Introduction
Glaucoma is one of the leading causes of irreversible blindness worldwide. Globally, the number of adults (aged from 40 to 80) with glaucoma was estimated at around 64 million in 2013 and 76 million in 2020 and was expected to increase to 112 million in 2040.1 Glaucoma is typically asymptomatic in the early stages. Without screening, many patients with glaucoma remain undiagnosed until the late stage, especially in developing countries. For example, in the Chinese population, more than 90% of patients with primary open-angle glaucoma were undiagnosed, and nearly 30% were eventually blind in at least one eye.2 In a multiethnic Asian population of adults, more than two-thirds of glaucoma cases were undiagnosed.3 Although glaucoma screening is a significant public health concern, the early detection and treatment of glaucoma can largely reduce visual loss. Therefore, glaucoma is an attractive screening disease because it is asymptomatic, prevalent and treatable.
Historically, glaucoma screening’s main barriers have been cost-effectiveness and the lack of an appropriate test.4 The non-mydriatic retinal images are low-cost, portable, quick and straightforward to operate and interpret. In addition, artificial intelligence (AI) can learn good features from images. It may outperform glaucoma specialists in detecting the disease based on imaging.5
Many studies have proposed AI approaches to diagnosing glaucoma based on fundus retinal images. However, the large-scale datasets they used relied on subjective human gradings of colour fundus retinal images to establish the ‘ground truth’ of labels to train and validate algorithms, which only focused on the structure of glaucomatous changes in optic disc photography.6–9 Nevertheless, relying on retinal images is insufficient to detect glaucoma.10 11 Ophthalmologists’ subjective interpretation of glaucoma on fundus images is often poor-to-modest intra and interobserver agreement12–14 as well as poor reproducibility13 in interpreting images for glaucoma. Essentially, the algorithm cannot outperform the reference standard for the training. Therefore, although their algorithms perform well, their algorithms were limited to subjective gradings used as the reference and the performance may not reflect the true ability of glaucoma detection.

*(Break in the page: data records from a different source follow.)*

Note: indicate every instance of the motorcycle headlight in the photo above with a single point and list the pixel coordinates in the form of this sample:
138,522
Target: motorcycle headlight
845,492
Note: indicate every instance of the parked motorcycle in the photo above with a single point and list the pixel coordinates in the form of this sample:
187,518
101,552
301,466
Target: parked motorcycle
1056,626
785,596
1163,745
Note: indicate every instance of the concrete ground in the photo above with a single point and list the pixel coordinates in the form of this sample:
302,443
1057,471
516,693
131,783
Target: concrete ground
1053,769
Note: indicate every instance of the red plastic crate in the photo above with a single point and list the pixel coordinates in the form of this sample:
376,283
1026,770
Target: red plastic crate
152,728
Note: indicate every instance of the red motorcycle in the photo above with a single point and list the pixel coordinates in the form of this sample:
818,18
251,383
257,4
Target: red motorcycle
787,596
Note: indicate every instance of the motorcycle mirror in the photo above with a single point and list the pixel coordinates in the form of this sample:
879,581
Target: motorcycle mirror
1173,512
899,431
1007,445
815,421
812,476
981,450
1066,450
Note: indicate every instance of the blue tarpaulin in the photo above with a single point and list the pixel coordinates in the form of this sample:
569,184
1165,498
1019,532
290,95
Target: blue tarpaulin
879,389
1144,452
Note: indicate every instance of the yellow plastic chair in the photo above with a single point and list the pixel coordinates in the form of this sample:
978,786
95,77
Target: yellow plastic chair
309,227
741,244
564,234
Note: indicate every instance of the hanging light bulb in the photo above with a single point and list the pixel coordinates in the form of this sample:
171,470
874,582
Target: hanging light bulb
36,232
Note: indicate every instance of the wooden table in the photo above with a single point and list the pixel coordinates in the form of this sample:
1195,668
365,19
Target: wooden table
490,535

Optical coherence tomography (OCT) is a non-contact, non-invasive and objective structural imaging device for cross-sectional and three-dimensional (3D) viewing of the macula and optic nerve head (ONH). It is a powerful and common tool to diagnose glaucoma, especially mild to moderate glaucoma, by obtaining more objective high-resolution images for the structural assessment of glaucomatous damage11 and enabling ophthalmologists to achieve good diagnostic accuracy in clinical settings15–17 with three structures for the assessment: (1) the ONH parameters (includes disc area, rim area, average cup-to-disc ratio (C/D), vertical C/D and cup volume), (2) the retinal nerve fibre layer (RNFL) thickness and (3) the ganglion cell-inner plexiform layer (GCIPL) thickness.18 Current AI approaches use the overall features of images or only ONH features by segmentation of the optic disc. Few of them used features on the macula area. However, GCIPL thicknesses, a critical characteristic of the macula, also help detect glaucomatous eyes and even showed a higher area under the curve (AUC) and a higher sensitivity than RNFL for detecting glaucoma in the early stages.19 In this sight, features generated from the macular area can be included in developing algorithms for glaucoma detection.
Although OCT and images can provide different information about optic nerve status, both are useful adjuncts to glaucoma detection.10 Unfortunately, due to its expensive and inconvenient features, OCT can be used in the clinical setting but is unlikely to be used in a general medical office or a community screening.20 Moreover, one study found that glaucoma screening by combining OCT with fundus photography showed a 25% higher sensitivity than using fundus photography alone.21 Hence, the classification performance of AI algorithms should be more accurate and objective if we combine fundus images and OCT measurements as the reference standard rather than the grader’s subjective assessment merely based on fundus images.
Therefore, in this study, we aim to not only train the automated retinal image analysis (ARIA) method to detect glaucomatous optic neuropathy (GON) on non-mydriatic retinal images automatically but also improve the performance of GON detection by two methods: (1) using images labelled with the additional results of OCT as the reference standard and (2) combining all the features generated from the entire images, the region of interest (ROI) of the optic disc and the ROI of the macula.